Cuando uno tiene que lidiar con el tormento del despertador,
suele arrastrar la molestia todo el día, como un zumbido impertinente
sacudiendo el cerebro.
Son horas de trance y sopor, en las que el alma divaga y el
cuerpo sufre espasmos, máxime cuando las mencionadas horas se dilatan hasta el
infinito en un trabajo repetitivo y monótono.

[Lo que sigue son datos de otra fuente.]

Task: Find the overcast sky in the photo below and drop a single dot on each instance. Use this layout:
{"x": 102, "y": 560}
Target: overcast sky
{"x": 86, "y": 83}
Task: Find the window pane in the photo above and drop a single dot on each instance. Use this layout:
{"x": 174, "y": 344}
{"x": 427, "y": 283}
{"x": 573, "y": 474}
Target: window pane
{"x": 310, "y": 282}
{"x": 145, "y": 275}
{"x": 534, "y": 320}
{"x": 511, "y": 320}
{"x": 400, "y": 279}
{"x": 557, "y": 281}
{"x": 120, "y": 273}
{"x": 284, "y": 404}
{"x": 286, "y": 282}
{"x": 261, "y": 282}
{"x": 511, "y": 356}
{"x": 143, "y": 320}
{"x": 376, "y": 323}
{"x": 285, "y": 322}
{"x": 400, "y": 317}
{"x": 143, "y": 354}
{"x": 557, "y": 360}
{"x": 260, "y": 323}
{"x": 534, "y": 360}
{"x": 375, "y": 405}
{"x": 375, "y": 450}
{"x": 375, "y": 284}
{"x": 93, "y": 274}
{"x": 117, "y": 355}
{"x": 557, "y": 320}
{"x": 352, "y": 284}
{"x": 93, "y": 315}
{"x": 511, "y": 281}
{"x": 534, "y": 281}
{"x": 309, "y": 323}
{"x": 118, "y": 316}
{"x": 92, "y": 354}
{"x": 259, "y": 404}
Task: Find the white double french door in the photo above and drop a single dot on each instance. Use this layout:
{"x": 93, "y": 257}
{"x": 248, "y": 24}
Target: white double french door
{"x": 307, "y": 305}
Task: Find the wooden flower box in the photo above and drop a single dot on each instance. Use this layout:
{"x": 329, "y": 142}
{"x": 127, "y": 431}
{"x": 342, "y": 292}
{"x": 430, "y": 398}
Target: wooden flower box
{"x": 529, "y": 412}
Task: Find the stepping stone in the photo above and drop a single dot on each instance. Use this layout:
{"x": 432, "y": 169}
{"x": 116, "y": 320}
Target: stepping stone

Así que cuando mis ojos se abrieron como platos ante aquel
escenario absolutamente surrealista e insólito, sólo pude pensar que se trataba
de una alucinación provocada por el cansancio más atenazador.
Nada más lejos.
Al salir del curro como cada día, vi en el cielo aeronaves
desplazándose a gran velocidad y me quedé estupefacto. Aeronaves con publicidad
de objetos que no conocía recomendados por meapilas de aspecto plástico que
jamás había visto antes.
Mientras mis compañeros salían hacia la calle, se sucedían
las reacciones más expresivas, desde los “buat de fac” hasta las paradas
cardiacas, pero si hubiera que calificar aquello de algún modo preciso, las
palabras certeras serían pavor y desbandada frenética.
Así (habiendo ya fichado claro está, no íbamos a eludir
nuestro deber por un quítame de aquí este suceso apocalíptico), pusimos todxs
pies en polvorosa en pos de encontrar refugio, explicaciones y en general, la
supervivencia.
Pronto descubrimos que habían pasado doscientos años, y
doscientos años son mucho tiempo.
El mundo ahora era gobernado por alguna descendiente bizarra
de Belén Esteban, que se había casado con algún memo de la generación de turno
de los Rotschild, en pos de pegar un braguetazo para salir en las revistas
holográficas del corazón más asqueroso; y mira por donde, le había acabado reportando su cuota en la
dominación global totalitaria.
Mis compañerxs supervivientes se horrorizaban ante las
nefastas consecuencias de todo ese patético devenir del destino. Ahora el mundo
era garrulo por imposición, tan garrulo como la nueva tecnología imperante le
permitía ser. Mis pobres colegas se tiraban de los pelos, se arrinconaban y se mecían sobre ellxs
mismxs, repitiendo la palabra “no” como un mantra desesperado y extenuante. En
fin, no lo llevaban bien.
Yo no tardé en entender como cabía semejante posibilidad
espacio-temporal tan aplastantemente paradójica. Como demonios podían pasar
doscientos años sin que esto afectase de modo alguno a mí ni a mis compañerxs.
Y si no tardé en comprender lo sucedido fue porque en realidad venía
avisando hace tiempo del riesgo que corríamos.
Solía decirles “¿chicxs, no os parece que hoy la mañana va
más despacio?”, solía pedir a lxs encargadxs que al menos pusieran hilo
musical; hasta escribí una poesía en la puerta del lavabo mientras deyectaba,
un hermoso verso que rezaba algo así como “nunca vamos a envejecer, el tiempo
se espesa hasta hacerse puré”.
Es más, en una ocasión hasta noté como me costaba
desplazarme en el espacio, como si de alguna anomalía física relativa a la
cuarta dimensión se tratase. Pero claro, uno siempre da por sentado que es
culpa del sueño.
Pues ese día fatídico la impresión no se debió a sinestesia alguna. Ese día el trabajo fue tan
devastadoramente lento, anodino e infumable, al parecer para la plantilla al
completo simultáneamente, que sucedió lo previsible. El drama anunciado. El
desenlace de nuestro horror cotidiano. Nuestra nefanda tragedia obrera. El
tiempo se detuvo dentro... aunque siguió corriendo fuera.